Imagine an all-in-one battery that can both generate and store its own energy. Unitized regenerative fuel cells (URFCs) are devices that can, with the flick of a switch, convert hydrogen and oxygen into electricity and water, and vice versa. Bifunctional catalysts, which serve to speed up both reactions, are required in order for URFCs to be effective. One such bifunctional catalyst, Pt-pyrochlore, was discovered by a team led by Vijay Ramani, Roma B. and Raymond H. Wittcoff Distinguished University Professor at Washington University in St. Louis. Ramani has researched these hydrogen-oxygen fuel cells since his first year as a PhD student in Chemical Engineering at the University of Connecticut—and has been enthralled ever since.

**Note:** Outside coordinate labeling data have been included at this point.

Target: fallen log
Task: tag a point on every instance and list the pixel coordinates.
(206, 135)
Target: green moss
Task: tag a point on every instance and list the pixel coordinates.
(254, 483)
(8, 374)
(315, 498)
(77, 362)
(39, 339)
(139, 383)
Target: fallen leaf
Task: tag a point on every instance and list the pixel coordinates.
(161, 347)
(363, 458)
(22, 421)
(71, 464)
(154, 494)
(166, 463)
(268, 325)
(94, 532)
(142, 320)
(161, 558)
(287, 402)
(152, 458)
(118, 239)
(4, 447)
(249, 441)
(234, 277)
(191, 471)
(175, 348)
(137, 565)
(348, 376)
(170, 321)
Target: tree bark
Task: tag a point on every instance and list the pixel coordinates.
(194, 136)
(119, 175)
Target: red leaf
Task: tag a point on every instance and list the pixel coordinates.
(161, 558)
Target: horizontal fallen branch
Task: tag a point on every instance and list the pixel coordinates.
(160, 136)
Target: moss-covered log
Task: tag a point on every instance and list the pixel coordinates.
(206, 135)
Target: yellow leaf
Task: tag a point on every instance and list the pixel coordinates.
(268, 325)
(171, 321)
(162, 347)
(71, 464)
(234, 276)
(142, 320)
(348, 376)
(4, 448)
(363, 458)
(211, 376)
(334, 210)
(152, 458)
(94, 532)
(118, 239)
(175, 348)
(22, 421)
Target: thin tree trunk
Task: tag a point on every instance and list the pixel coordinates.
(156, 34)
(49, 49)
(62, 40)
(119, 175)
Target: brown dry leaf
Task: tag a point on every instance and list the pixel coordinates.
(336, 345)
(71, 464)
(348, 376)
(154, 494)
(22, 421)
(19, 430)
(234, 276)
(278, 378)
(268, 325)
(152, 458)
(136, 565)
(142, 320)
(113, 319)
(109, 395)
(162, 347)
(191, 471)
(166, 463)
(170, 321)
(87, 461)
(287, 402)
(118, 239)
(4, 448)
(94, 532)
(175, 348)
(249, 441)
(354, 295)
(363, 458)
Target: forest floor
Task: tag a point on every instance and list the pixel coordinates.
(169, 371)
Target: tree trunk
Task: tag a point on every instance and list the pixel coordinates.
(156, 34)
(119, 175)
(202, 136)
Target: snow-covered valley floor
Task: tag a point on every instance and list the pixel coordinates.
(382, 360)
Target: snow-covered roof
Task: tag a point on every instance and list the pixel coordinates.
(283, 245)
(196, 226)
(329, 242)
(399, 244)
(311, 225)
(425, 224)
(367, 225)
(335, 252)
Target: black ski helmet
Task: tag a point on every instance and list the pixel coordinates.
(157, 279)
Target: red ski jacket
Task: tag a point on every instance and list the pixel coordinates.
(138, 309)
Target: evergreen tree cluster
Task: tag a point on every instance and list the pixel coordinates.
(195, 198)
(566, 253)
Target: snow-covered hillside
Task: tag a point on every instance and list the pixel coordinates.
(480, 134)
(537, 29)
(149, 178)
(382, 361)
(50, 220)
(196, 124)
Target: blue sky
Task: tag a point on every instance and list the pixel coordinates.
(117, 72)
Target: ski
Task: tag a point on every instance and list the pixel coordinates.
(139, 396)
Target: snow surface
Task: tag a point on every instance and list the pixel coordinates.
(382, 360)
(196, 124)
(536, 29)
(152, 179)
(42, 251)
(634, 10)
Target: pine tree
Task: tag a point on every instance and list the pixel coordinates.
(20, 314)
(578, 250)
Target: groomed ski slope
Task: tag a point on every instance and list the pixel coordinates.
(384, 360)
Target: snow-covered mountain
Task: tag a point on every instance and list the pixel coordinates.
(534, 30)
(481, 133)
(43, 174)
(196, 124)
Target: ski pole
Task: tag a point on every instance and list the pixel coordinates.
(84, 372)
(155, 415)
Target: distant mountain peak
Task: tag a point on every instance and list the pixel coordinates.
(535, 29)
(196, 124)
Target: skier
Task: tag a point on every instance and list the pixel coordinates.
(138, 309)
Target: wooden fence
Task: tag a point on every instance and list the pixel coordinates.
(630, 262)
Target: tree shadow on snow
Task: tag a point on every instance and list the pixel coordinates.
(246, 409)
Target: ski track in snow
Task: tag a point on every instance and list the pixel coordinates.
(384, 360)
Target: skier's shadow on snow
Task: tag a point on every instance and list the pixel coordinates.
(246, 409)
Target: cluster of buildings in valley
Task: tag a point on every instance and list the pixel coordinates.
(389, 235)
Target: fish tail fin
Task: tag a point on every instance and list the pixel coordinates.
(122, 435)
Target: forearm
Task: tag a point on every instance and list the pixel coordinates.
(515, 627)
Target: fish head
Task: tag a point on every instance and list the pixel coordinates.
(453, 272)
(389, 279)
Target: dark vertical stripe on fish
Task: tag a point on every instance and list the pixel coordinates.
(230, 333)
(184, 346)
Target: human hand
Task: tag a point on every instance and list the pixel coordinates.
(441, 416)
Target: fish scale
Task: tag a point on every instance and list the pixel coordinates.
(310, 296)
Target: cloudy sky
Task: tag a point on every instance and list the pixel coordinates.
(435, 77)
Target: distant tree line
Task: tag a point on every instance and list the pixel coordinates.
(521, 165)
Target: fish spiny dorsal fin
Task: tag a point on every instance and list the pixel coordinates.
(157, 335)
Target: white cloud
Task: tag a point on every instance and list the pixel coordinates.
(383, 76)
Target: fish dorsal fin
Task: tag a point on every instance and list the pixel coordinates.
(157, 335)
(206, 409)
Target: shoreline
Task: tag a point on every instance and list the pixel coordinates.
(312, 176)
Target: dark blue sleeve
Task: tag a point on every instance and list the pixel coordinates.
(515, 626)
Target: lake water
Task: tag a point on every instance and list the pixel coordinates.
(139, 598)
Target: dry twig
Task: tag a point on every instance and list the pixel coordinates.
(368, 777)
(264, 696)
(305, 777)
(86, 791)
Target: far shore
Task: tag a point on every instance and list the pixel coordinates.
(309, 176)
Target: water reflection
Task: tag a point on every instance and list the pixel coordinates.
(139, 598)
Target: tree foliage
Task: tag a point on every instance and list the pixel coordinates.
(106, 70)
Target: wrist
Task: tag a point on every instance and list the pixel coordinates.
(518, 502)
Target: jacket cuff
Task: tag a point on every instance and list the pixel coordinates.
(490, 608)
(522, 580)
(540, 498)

The two reactions performed by URFCs are the fuel cell reaction and the electrolyzer reaction—exact opposites of each other. The former involves combining hydrogen and oxygen to generate water and electricity, while the latter is the reverse process, whereby water is split back into hydrogen and oxygen by adding electricity. “If you operate in one polarity, you combine hydrogen and oxygen to make water with electron flow, and if you switch the polarity, you can input electricity and split the water to give hydrogen and oxygen,” Ramani said. Thus, this singular device can easily switch between generating fuel from water and electricity and converting the fuel into electricity and water.
Ramani explained that the reversible conversion of hydrogen into protons and electrons is not a particularly difficult process. The main challenge involves transforming the oxygen into water and vice versa, since both reactions are sluggish. Thus, effective URFCs require a bifunctional catalyst that can make both of these reactions progress at a significantly higher speed to enable practical use. Scientists already knew the effectiveness of platinum as a catalyst for oxygen reduction and lead ruthenate pyrochlore as a catalyst for oxygen evolution, the opposite reaction. Ramani and his team effectively combined these two catalysts to yield Pt-pyrochlore, testing different combinations of metal compositions and optimizing bifunctional activity, surface area, and electron conductivity.
The implications of this successful bifunctional catalyst in URFCs are far-reaching. “It’s a wonderful device for energy generation and storage,” Ramani said.
For instance, when energy sources are intermittent—such as when electricity is generated from solar or wind energy—URFCs can help buffer this inconsistent output. “When the wind is blowing, you can essentially make and store hydrogen and oxygen through water electrolysis, and when the wind doesn’t blow, you can use that hydrogen and oxygen to generate electricity to ensure a more constant output,” Ramani said. This particular advantage is especially applicable to the space sector, where energy can be stored for lengthy periods of time, while electricity is generated whenever solar energy is accessible. Ramani, however, recognizes that these devices are still too expensive to be integrated into mass consumer applications.
Now, Ramani and his team are striving to work with industry partners to test and further de-risk the technology. “It’s one thing to demonstrate something in the lab; it’s completely different to take it to practice and make a commercial unit out of it,” Ramani said. Ultimately, Ramani’s work in improving URFCs through the Pt-pyrochlore bifunctional catalyst will make energy generation and storage more feasible, efficient, and streamlined.